Durante años han vigilado las patatas fritas, juzgado tus elecciones de aperitivos y dormido la siesta encima de los envases de gaseosa – ahora, los amigos peludos de Nueva York podrían finalmente obtener el protagonismo legal que se merecen.
Según un nuevo proyecto de ley presentado el miércoles 12 de noviembre, los gatos de bodega están a punto de convertirse en residentes legales del pasillo de los aperitivos.
El concejal Keith Powers representa al East Side y Midtownde Manhattan. Esta semana ha presentado un proyecto de ley que daría por fin luz verde a los propietarios de las bodegas para tener empleados felinos sin temor a multas sorpresa.
Según la propuesta, las tiendas que han confiado durante mucho tiempo en sus ratoneros residentes podrían mantener a sus gatos de servicio, siempre y cuando se cumplan las normas básicas de salud y seguridad. En otras palabras: sí al ronroneo junto a la caja registradora, no a los gatos tumbados encima de la cortadora de fiambres.
Esta iniciativa también es muy beneficiosa para la salud de nuestros peludos favoritos, ya que introduciría un programa de vacunación gratuita para los gatos clasificados como asilvestrados, garantizando que la ciudad sea el hogar de gatitos más felices y sanos.
La propuesta pretende invalidar la sección del Código Sanitario de Nueva York que prohíbe a lastiendas de alimentación tener gatos en sus locales. Pero antes de que te imagines cada tienda de la esquina instalando una pequeña sala de descanso felina, hay un problema: el proyecto de ley por sí solo no legalizaría totalmente a los gatos de bodega.
El Departamento de Agricultura y Mercados del estado tendría que revisar su propia normativa, que también prohíbe los animales vivos en las tiendas de alimentación.
Mientras tanto, el proyecto de ley pide a la Oficina de Bienestar Animal – en colaboración con el Departamento de Servicios a Pequeñas Empresas – para crear un programa que ofrece servicios de salud para los gatos alrededor de la ciudad.

Los gatos bodegueros no son sólo un complemento simpático en nuestros paseos matutinos por el BEC, muchos los consideran legítimos animales de trabajo. Y no son ni mucho menos raros: según las estimaciones, entre el 30% y el 40% de las bodegas de Nueva York tienen probablemente un gato.
A pesar de su papel «en el trabajo», estos gatos operan técnicamente en un espacio legal gris. Los inspectores de sanidad pueden multar a los propietarios de las tiendas en virtud de la normativa municipal, que prohíbe en general la presencia de animales vivos en establecimientos de comida.
Aun así, muchos propietarios de bodegas argumentan que el coste de una multa merece la pena: evitar las ratas puede ser más barato (y más eficaz) que otros métodos de control de plagas.
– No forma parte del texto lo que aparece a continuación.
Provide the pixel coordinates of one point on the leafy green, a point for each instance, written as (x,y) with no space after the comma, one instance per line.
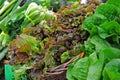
(111,70)
(108,10)
(102,47)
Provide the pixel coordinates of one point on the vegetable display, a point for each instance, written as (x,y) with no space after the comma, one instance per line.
(102,47)
(60,39)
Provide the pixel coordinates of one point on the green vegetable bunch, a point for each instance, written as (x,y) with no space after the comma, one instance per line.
(35,14)
(102,60)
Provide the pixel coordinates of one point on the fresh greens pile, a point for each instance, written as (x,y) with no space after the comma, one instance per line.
(102,60)
(52,42)
(18,15)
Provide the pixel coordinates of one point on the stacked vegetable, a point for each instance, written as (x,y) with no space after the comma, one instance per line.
(50,43)
(102,60)
(24,16)
(40,42)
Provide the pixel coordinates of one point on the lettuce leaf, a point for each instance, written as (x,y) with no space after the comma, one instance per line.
(112,70)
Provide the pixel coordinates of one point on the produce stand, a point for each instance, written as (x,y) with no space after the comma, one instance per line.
(59,40)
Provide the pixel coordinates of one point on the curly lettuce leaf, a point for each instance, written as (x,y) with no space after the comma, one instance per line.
(108,10)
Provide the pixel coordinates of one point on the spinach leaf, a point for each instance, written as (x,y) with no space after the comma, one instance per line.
(112,70)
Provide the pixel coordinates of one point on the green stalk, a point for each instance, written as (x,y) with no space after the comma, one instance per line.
(7,7)
(8,11)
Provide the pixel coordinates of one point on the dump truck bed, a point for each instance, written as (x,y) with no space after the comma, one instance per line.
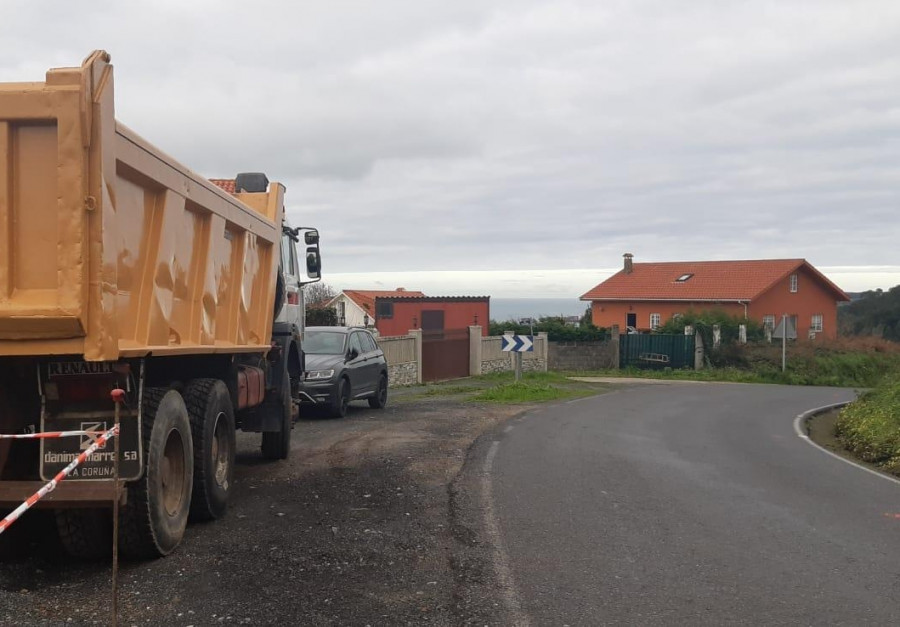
(110,248)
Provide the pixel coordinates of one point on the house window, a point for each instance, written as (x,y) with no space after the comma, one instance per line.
(816,323)
(384,309)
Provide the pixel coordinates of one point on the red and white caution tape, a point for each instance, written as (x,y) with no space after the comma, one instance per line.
(46,434)
(62,474)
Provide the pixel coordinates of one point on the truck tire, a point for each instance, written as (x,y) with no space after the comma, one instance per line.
(152,522)
(85,533)
(212,431)
(277,444)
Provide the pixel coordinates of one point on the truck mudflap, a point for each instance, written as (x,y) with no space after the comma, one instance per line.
(65,494)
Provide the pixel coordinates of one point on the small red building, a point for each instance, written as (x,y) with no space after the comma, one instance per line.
(645,295)
(396,315)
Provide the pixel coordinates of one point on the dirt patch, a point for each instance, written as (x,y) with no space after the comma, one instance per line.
(368,523)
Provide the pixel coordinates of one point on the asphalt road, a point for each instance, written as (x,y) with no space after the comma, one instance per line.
(689,504)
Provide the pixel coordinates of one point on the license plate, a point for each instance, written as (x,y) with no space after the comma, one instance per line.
(57,453)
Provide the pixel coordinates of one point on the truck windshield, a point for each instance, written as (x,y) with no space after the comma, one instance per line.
(324,343)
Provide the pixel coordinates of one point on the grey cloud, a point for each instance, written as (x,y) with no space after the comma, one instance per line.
(516,135)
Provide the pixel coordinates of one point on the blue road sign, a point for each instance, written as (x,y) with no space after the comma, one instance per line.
(518,343)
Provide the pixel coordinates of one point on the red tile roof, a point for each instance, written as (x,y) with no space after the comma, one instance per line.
(710,280)
(226,184)
(366,298)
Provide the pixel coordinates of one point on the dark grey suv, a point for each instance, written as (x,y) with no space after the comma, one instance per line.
(343,364)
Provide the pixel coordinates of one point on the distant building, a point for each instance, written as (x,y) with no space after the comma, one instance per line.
(642,296)
(396,312)
(356,308)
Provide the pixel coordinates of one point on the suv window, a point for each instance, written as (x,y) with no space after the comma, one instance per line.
(355,343)
(368,342)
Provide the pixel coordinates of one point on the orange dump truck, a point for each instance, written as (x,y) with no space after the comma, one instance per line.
(120,268)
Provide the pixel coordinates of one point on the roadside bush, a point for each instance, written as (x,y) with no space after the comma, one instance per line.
(870,426)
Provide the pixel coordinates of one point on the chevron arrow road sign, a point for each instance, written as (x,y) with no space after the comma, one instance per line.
(518,344)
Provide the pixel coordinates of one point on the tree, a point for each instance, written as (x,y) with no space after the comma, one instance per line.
(318,313)
(317,294)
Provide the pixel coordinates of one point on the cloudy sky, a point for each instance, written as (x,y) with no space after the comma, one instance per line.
(518,148)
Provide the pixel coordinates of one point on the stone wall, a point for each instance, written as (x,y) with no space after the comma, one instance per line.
(403,374)
(583,355)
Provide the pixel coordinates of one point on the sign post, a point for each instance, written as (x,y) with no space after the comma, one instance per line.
(518,344)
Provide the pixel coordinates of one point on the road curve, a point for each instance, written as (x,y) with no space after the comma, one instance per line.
(690,504)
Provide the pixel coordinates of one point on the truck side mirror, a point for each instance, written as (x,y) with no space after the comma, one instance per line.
(313,263)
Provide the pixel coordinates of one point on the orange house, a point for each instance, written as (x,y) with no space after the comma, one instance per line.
(645,295)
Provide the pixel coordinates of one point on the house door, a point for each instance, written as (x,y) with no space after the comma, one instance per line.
(630,321)
(433,323)
(445,352)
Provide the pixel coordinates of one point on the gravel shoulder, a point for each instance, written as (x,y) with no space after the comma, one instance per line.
(370,522)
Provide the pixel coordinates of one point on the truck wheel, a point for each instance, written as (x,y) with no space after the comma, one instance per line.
(152,522)
(85,533)
(277,444)
(212,431)
(380,399)
(341,400)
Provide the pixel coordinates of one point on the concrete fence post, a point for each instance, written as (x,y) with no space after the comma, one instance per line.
(698,351)
(545,348)
(417,335)
(475,350)
(614,341)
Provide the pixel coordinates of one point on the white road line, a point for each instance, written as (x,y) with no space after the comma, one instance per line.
(800,420)
(501,559)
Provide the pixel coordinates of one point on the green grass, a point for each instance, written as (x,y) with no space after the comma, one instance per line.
(870,426)
(535,387)
(529,392)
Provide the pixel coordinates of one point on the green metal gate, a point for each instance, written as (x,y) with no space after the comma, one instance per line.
(656,351)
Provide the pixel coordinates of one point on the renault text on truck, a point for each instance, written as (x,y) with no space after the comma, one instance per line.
(120,268)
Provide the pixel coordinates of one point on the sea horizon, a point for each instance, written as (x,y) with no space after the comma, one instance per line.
(503,309)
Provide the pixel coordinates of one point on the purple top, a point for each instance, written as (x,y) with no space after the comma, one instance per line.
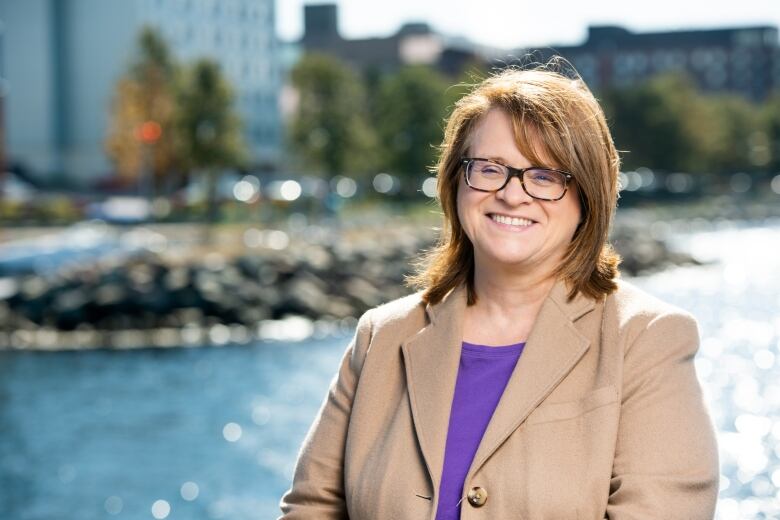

Por no hablar de que son uno de los aspectos más queridos de la ciudad.

🐱 Qué haría el proyecto de ley
- Anular la prohibición de Nueva York: Cambiaría el Código de Salud de la ciudad de Nueva York para permitir oficialmente que las tiendas minoristas de alimentos (como bodegas y tiendas de la esquina) tengan un gato. Esto protege a los propietarios de las tiendas de ser multados por la ciudad.
- 💉 Crear programas gratuitos: Establece programas de la ciudad para proporcionar a los dueños de tiendas vacunas gratuitas, esterilización y castración para sus gatos.
- 🎣 La gran pega: El proyecto de ley no legaliza inmediatamente a los gatos porque la normativa del Estado de Nueva York sigue prohibiendo los animales vivos en las tiendas de alimentación al por menor. El Estado tendría que cambiar su legislación para que los gatos fueran totalmente legales.
🐈 Los beneficios de los gatos de bodega
Los legisladores que creen en la legalización de los gatos de bodega consideran que estos peludos amigos son beneficiosos:
- 🐛 Excelente control de plagas: Son disuasores naturales y eficaces contra ratones y ratas, manteniendo la tienda limpia sin productos químicos.
- 🐈⬛ Mascotas de la comunidad: Sirven como figuras queridas del vecindario, proporcionando comodidad y familiaridad.
- Icono cultural: Son una parte única y apreciada del carácter y la tradición local de Nueva York.
Así que mientras esperamos el resultado de este proyecto de ley, los gatos seguirán haciendo lo que mejor saben hacer: fichar, acurrucarse y mantener a las ratas sobre aviso. Hasta entonces, considere esta saga…a-paws in progress.